Overview

A JWT (JSON Web Token) is a compact, URL-safe way of securely transmitting information between a client and a server as a JSON object.

It is commonly used for authentication and authorization in modern web applications and APIs.

Advantages

  • Stateless – no session storage required on the server.
  • Compact – easy to pass in HTTP headers, cookies, or query strings.

Usage

This implementation provides two main methods:

  • encode(array $payload, int $exp) → Encode and generate a token.

  • decode(string $jwt) / decodeFromBearer() → Decode and verify a token.

Step 1: Create a token (Server-side)

Once the user is authenticated, you can generate a token that stores your data in the $payload array.

This token can then be sent to your frontend (e.g., JavaScript) for later use.

<?php

use Krystal\Authentication\JWT;

$secret = 'my-secret'; // Your unique secret key (keep it in configuration)
$ttl = 3600;           // Time-to-live in seconds

$payload = [
    'sub' => '1',       // User ID
    // Any other custom data (e.g. role, email, permissions)
];

$jwt = new JWT($secret);

// Generate a token and send it to JavaScript
echo $jwt->create($payload, $ttl);

Step 2: Decode and verify a Token (Server-side)

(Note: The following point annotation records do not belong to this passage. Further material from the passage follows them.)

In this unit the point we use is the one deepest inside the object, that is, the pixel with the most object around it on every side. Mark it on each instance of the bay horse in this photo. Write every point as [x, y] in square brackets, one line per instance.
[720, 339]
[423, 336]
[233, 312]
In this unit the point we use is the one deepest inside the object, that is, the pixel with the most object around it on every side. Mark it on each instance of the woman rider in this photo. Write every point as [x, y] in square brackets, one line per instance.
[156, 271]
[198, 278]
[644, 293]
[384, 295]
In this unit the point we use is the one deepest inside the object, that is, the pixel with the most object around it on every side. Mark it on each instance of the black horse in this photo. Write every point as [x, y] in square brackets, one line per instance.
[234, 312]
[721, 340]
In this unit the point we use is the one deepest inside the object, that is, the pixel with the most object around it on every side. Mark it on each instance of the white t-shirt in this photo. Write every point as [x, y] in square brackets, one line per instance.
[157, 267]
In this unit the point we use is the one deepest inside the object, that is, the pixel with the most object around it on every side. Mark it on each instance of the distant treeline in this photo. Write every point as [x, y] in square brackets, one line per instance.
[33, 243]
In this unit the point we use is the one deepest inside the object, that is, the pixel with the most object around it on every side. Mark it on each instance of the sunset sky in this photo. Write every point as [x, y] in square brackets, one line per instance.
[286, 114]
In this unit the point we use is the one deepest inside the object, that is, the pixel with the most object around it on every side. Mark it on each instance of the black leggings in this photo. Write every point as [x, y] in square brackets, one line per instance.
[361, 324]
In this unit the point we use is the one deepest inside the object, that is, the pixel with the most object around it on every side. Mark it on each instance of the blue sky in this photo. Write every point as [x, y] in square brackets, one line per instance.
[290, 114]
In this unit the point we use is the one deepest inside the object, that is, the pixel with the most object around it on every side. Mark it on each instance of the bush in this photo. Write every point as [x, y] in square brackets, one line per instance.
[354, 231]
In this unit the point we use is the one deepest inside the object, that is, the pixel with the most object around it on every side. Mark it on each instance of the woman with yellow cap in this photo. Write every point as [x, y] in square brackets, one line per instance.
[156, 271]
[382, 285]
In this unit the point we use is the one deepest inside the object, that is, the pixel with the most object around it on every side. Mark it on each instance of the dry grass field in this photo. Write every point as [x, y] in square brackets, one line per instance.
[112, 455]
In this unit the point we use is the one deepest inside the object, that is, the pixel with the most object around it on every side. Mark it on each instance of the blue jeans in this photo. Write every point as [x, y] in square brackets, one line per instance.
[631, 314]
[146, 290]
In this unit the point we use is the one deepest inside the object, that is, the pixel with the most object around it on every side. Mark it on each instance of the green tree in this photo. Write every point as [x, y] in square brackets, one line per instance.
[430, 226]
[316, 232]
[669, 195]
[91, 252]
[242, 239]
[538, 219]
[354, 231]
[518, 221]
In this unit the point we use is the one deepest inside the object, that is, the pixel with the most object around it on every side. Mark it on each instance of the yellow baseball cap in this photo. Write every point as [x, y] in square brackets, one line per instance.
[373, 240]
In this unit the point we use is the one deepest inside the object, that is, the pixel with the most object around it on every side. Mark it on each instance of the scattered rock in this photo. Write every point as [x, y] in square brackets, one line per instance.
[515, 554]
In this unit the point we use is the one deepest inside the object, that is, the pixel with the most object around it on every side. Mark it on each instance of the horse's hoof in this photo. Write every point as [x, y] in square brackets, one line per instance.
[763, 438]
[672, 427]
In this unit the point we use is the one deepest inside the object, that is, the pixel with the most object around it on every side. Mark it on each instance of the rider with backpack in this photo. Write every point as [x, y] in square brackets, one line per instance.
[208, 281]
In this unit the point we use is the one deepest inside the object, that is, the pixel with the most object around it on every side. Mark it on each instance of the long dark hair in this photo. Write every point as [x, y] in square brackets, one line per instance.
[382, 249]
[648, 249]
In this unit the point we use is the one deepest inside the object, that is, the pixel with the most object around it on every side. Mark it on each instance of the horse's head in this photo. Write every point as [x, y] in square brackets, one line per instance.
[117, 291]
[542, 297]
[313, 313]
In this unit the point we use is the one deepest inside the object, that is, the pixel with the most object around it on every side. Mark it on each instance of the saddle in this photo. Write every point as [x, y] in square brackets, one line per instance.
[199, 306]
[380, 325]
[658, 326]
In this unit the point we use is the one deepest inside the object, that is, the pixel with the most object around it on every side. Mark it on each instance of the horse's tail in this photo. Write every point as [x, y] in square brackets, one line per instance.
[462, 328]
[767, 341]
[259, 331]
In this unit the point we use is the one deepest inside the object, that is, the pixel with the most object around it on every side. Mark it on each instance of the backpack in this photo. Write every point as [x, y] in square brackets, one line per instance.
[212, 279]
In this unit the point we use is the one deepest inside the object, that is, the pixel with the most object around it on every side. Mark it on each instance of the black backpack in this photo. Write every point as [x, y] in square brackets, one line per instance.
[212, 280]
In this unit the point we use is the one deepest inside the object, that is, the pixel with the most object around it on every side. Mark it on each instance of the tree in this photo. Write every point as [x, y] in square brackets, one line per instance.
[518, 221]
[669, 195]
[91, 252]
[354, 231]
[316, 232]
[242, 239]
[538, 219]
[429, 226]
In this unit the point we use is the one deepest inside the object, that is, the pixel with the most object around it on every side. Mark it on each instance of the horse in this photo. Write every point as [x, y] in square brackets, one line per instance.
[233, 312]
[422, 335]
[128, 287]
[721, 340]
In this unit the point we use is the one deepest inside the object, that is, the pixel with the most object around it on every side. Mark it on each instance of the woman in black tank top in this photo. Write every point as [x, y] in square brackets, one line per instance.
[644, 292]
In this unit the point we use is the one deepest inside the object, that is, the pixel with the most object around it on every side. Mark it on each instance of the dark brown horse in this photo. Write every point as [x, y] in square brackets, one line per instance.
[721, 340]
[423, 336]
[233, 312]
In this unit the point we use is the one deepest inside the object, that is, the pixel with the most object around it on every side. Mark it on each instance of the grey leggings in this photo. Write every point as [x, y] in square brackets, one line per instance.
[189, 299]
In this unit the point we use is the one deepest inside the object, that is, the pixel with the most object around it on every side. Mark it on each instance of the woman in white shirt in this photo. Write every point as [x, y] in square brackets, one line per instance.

On subsequent requests, you can verify the token either from a query parameter or from the Authorization Bearer header.

<?php

use Krystal\Authentication\JWT;

$secret = 'my-secret';
$jwt = new JWT($secret);

// Option 1: Token from query string (?token=...)
$payload = $jwt->decode($_GET['token']);

// Option 2: Token from Authorization header (Bearer <token>)
$payload = $jwt->decodeFromBearer();

if ($payload) {
    // Token is valid and not expired - proceed with request
} else {
    // Invalid or expired token
}

Step 3: JavaScript Client Example

On the frontend, you authenticate by sending login credentials to the server.

If successful, the server returns a JWT which you can store and send with each request.

// Login and receive JWT
async function login() {
  const response = await fetch("/auth/login", {
    method: "POST",
    headers: { 
     "Content-Type": "application/x-www-form-urlencoded" 
    },
    body: new URLSearchParams({ username: "alice", password: "password123" })
  });

  const data = await response.json();

  if (data.success) {
    console.log("Token received:", data.token);

    // Save token (for demo purposes, use HttpOnly cookie in production)
    localStorage.setItem("jwt", data.token);

    // Call a protected route
    getProfile();
  } else {
    console.error("Login failed:", data.message);
  }
}

// Example protected request
async function getProfile() {
  const token = localStorage.getItem("jwt");

  const response = await fetch("/auth/profile", {
    method: "GET",
    headers: {
      "Authorization": "Bearer " + token
    }
  });

  const data = await response.json();
  console.log("Profile:", data);
}

// Start login flow
login();

Flow Summary

  1. Client sends login credentials → /auth/login.
  2. Server verifies credentials → issues a JWT.
  3. Client stores the token (localStorage, sessionStorage, or HttpOnly cookie).
  4. Client sends the token with every request in Authorization: Bearer <token>.
  5. Server decodes and validates the token before serving protected resources.